Some critics of the administration say that allowing the attacks on the Saudi oil facilities and the oil tankers to go unchallenged by the United States military and its allies will embolden strikes by Iran.
Administration officials point to the recent protests in Iran over gasoline price increases as evidence that the economic pressure is working and that Washington’s restraint in response to the attacks is justified.
General McKenzie said that the reinforcements sent to the Gulf region — including more than 3,000 troops to Saudi Arabia — were intended to send a strong deterrent signal to Iran but not to provoke Iranian military action.
In the latest projection of force, the aircraft carrier Abraham Lincoln passed through the Strait of Hormuz last week, the first time a Navy carrier had traversed the Persian Gulf since April. Navy officials have noted that the Lincoln has been at sea for months in the Gulf of Oman without regular port calls for the crew, a potential morale issue that is due to be remedied soon.
“There wasn’t any particular strategic necessity on the timing,” General McKenzie said. “It is important to demonstrate that we can do it when we want to.”
At last year’s Bahrain conference, then Defense Secretary Jim Mattis sought to tamp down concerns that if Washington reduced its security role in the Middle East, Russia would move quickly to fill the vacuum.
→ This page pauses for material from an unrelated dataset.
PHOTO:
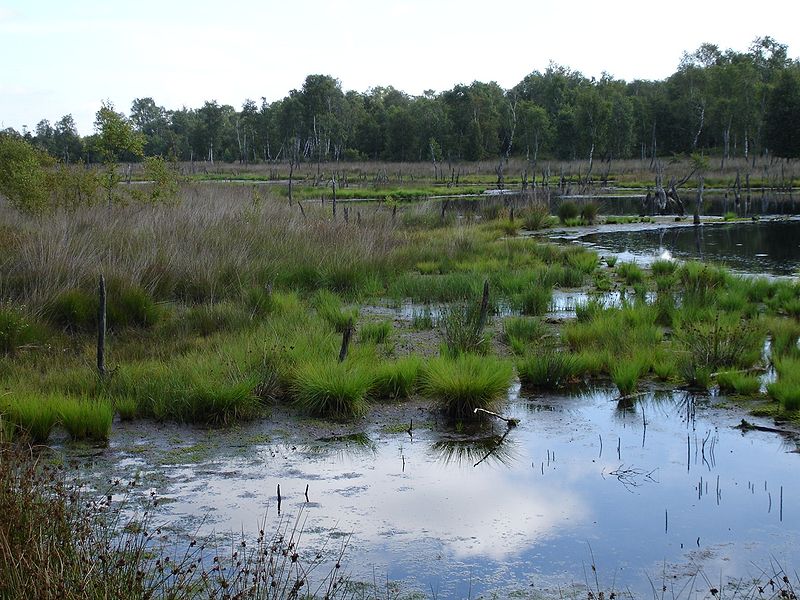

At the time, the United States had not had an aircraft carrier in the Persian Gulf in seven months, and the Pentagon was pulling Patriot missile-defense systems out of Jordan, Kuwait and Bahrain as part of a realignment of firepower toward Russia and China.
Yet Washington continues to keep a close watch on Iranian military strategy and capabilities. A lengthy report issued by the Defense Intelligence Agency last week predicted that Iran will deploy increasing numbers of more accurate and lethal ballistic missiles and field new land-attack cruise missiles.
“On the conventional side, Iran’s military strategy is primarily based on deterrence and the ability to retaliate against an attacker,” Christian Saunders, the agency’s senior Iran analyst, said in releasing the report.
Nor are Iran’s conventional arms the only focus of Washington’s attention.
Iran announced plans this month to reactivate its most sensitive nuclear production site, a deep underground uranium enrichment center, in a step that dismantles some of the last major restrictions on the country under the 2015 nuclear deal that was signed with major international powers but which Mr. Trump withdrew the United States from last year.
It was the third time in six months that Iran’s president, Hassan Rouhani, had outlined a careful series of escalations of Iran’s nuclear capacity.
None of these steps immediately secures the makings of a bomb for Iran. But taken together they create the condition that the three-year negotiating process leading up to the nuclear accord was intended to stop, at least temporarily: Iran’s ability to develop the material for a bomb in a year.